First Brexit, now CV-19. The UK has seen some very choppy waters in recent years. Now Labour wants to Steer the UK into Calmer seas. Labour’s new slogan promises to Make Politics Boring Again.
Steer Calmer is the phrase on everybody’s lips. No more floundering in the muddy waters of Lake Corbyn, no more desperate struggles to hitch the bandwagon to HMS Boris Johnson. Instead we are expecting oil to be poured onto the UK’s troubled waters.
This is a distinct change from the current Prime Minister In Hiding, whose instincts lead him not to pour oil on troubled waters, but to build a bridge over them instead.

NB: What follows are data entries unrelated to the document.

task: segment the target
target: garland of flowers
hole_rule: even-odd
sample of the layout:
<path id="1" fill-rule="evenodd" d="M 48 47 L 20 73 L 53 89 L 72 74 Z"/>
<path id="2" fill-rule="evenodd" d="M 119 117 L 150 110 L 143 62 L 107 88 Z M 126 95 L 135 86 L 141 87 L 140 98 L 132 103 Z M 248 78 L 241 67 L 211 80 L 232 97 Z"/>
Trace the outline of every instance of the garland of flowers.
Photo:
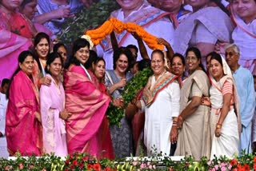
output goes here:
<path id="1" fill-rule="evenodd" d="M 225 156 L 209 160 L 203 157 L 198 161 L 193 157 L 185 157 L 181 161 L 172 161 L 170 157 L 162 154 L 150 157 L 139 157 L 130 160 L 111 161 L 106 158 L 100 160 L 87 153 L 74 153 L 68 155 L 65 159 L 54 154 L 45 155 L 42 157 L 22 157 L 16 155 L 16 160 L 0 158 L 0 170 L 94 170 L 94 171 L 250 171 L 256 170 L 256 157 L 252 153 L 243 153 L 240 157 L 228 159 Z"/>
<path id="2" fill-rule="evenodd" d="M 157 42 L 157 38 L 147 33 L 143 27 L 132 23 L 123 23 L 115 18 L 106 21 L 100 27 L 92 30 L 87 30 L 85 34 L 89 35 L 96 46 L 101 42 L 107 35 L 110 34 L 112 31 L 117 34 L 121 34 L 124 30 L 130 33 L 136 32 L 136 34 L 146 43 L 146 45 L 152 50 L 163 50 L 163 45 L 160 45 Z"/>
<path id="3" fill-rule="evenodd" d="M 120 9 L 116 1 L 97 1 L 89 7 L 82 8 L 75 14 L 74 18 L 67 18 L 62 24 L 62 33 L 58 38 L 67 46 L 71 46 L 74 40 L 81 37 L 87 30 L 92 30 L 101 26 L 108 19 L 112 11 Z"/>
<path id="4" fill-rule="evenodd" d="M 146 68 L 138 72 L 138 74 L 126 84 L 125 90 L 122 93 L 124 101 L 123 108 L 118 108 L 113 105 L 110 105 L 106 111 L 106 115 L 111 125 L 120 125 L 120 121 L 125 116 L 124 109 L 126 109 L 128 104 L 136 97 L 138 91 L 146 86 L 149 77 L 152 74 L 153 71 L 151 69 Z"/>

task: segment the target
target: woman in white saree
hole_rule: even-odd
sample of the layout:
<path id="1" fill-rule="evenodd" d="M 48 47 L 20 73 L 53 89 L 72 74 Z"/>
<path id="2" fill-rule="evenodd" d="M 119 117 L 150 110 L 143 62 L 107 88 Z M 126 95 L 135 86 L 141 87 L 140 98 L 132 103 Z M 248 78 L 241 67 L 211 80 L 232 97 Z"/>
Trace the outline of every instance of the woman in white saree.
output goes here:
<path id="1" fill-rule="evenodd" d="M 241 122 L 236 87 L 232 73 L 225 59 L 213 53 L 210 61 L 211 87 L 209 97 L 202 103 L 210 105 L 210 130 L 212 147 L 210 158 L 214 155 L 228 158 L 238 153 Z"/>

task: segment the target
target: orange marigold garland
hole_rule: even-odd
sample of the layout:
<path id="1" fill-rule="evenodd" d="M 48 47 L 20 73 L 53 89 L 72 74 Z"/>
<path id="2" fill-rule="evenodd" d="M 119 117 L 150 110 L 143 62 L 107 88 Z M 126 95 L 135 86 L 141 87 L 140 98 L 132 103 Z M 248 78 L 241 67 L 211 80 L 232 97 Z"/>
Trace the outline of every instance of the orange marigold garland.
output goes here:
<path id="1" fill-rule="evenodd" d="M 164 48 L 163 45 L 158 43 L 155 36 L 147 33 L 142 26 L 132 22 L 123 23 L 114 18 L 106 21 L 100 27 L 95 30 L 86 31 L 85 34 L 89 35 L 94 45 L 96 46 L 107 35 L 110 34 L 113 30 L 117 34 L 121 34 L 125 30 L 130 33 L 136 32 L 152 50 L 163 50 Z"/>

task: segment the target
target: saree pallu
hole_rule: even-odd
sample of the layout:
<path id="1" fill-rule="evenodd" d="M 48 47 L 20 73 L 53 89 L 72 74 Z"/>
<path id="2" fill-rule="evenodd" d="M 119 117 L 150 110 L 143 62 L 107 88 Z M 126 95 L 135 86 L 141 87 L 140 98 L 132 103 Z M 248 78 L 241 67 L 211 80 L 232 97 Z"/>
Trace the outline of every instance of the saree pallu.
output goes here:
<path id="1" fill-rule="evenodd" d="M 39 111 L 38 90 L 21 70 L 10 84 L 6 110 L 6 133 L 11 156 L 18 151 L 22 156 L 41 155 L 42 125 L 34 115 Z"/>
<path id="2" fill-rule="evenodd" d="M 194 94 L 202 93 L 209 97 L 210 82 L 207 75 L 202 70 L 194 71 L 185 80 L 181 89 L 180 113 L 191 101 L 193 84 L 197 84 L 200 89 L 200 92 L 193 92 Z M 192 156 L 195 161 L 199 161 L 203 156 L 210 157 L 210 108 L 200 105 L 193 114 L 185 118 L 178 135 L 174 155 Z"/>
<path id="3" fill-rule="evenodd" d="M 40 89 L 40 107 L 42 125 L 43 148 L 46 153 L 54 153 L 56 156 L 67 155 L 65 121 L 59 117 L 64 109 L 65 93 L 62 82 L 55 82 L 50 75 L 50 86 L 42 85 Z"/>
<path id="4" fill-rule="evenodd" d="M 66 70 L 64 87 L 66 109 L 72 113 L 66 121 L 68 153 L 88 153 L 99 158 L 105 150 L 99 136 L 110 97 L 96 89 L 81 66 Z"/>
<path id="5" fill-rule="evenodd" d="M 18 57 L 32 45 L 30 26 L 19 13 L 8 20 L 0 10 L 0 80 L 10 78 L 18 66 Z"/>

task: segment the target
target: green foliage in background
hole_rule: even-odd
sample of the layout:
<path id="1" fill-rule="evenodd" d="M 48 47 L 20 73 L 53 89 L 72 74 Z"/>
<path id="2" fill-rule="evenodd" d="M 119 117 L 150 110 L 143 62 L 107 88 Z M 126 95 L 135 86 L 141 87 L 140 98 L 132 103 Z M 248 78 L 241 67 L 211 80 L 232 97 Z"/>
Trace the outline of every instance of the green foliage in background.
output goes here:
<path id="1" fill-rule="evenodd" d="M 153 74 L 150 68 L 146 68 L 138 72 L 125 86 L 125 90 L 122 93 L 124 101 L 123 108 L 118 108 L 110 105 L 106 111 L 107 118 L 111 125 L 116 125 L 120 126 L 120 121 L 125 116 L 125 109 L 128 104 L 136 97 L 137 93 L 143 88 L 150 76 Z"/>
<path id="2" fill-rule="evenodd" d="M 114 0 L 101 0 L 93 3 L 89 8 L 84 8 L 67 19 L 62 26 L 62 33 L 58 36 L 60 42 L 67 46 L 81 37 L 85 30 L 93 30 L 102 25 L 110 15 L 110 13 L 120 6 Z"/>

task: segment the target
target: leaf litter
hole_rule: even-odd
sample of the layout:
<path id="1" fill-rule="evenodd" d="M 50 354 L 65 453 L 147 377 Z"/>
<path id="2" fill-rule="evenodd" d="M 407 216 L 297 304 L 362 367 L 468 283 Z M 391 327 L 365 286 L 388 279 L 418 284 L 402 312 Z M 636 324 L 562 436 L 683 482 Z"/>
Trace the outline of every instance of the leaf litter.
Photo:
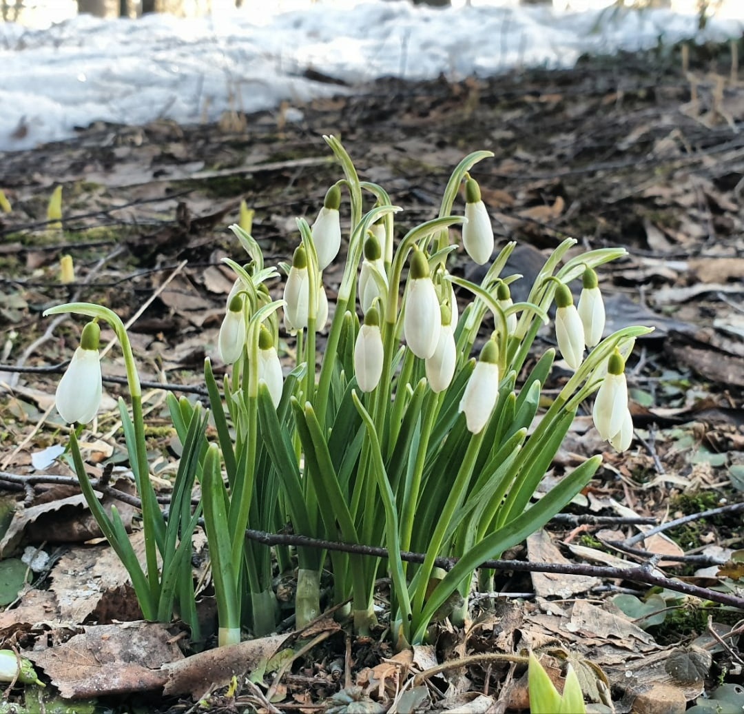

This is the moment that lefty snowflakes have been waiting for. The Left may sometimes have better policies, but the Right usually has the better slogans. No slogan is better than a bad slogan, and Steer Calmer is not too bad as these things go.
A slogan in itself cannot create ventilators out of thin air, or bring harmony to international talks. But, by soothing the people and the economy, maybe the good old Magic Money Tree will be tempted to bear fruit.
Naturally, the world’s media all wanted to Zoom in on the slogan from the safety of their bedrooms. “Steer Calmer means Steer Calmer,” began the slogan, promisingly. Hundreds of eager hacks jabbed frantically at their bedside laptops. “It is an honour to be the new slogan of the Labour Party. New Labour, new slogan!” This was terrific stuff. Keyboards up and down the country were seeing action on a Saturday morning for the first time in decades. “My first priority is to preserve the NHS. And not by boiling it with sugar like my predecessor. I will un-jam the health service!”
The connection collapsed like the promise of free broadband, as every hack tried to ask a question at the same time. The virtual press conference was dead in the water.
Now there is only one thing for it. Get Boris Done.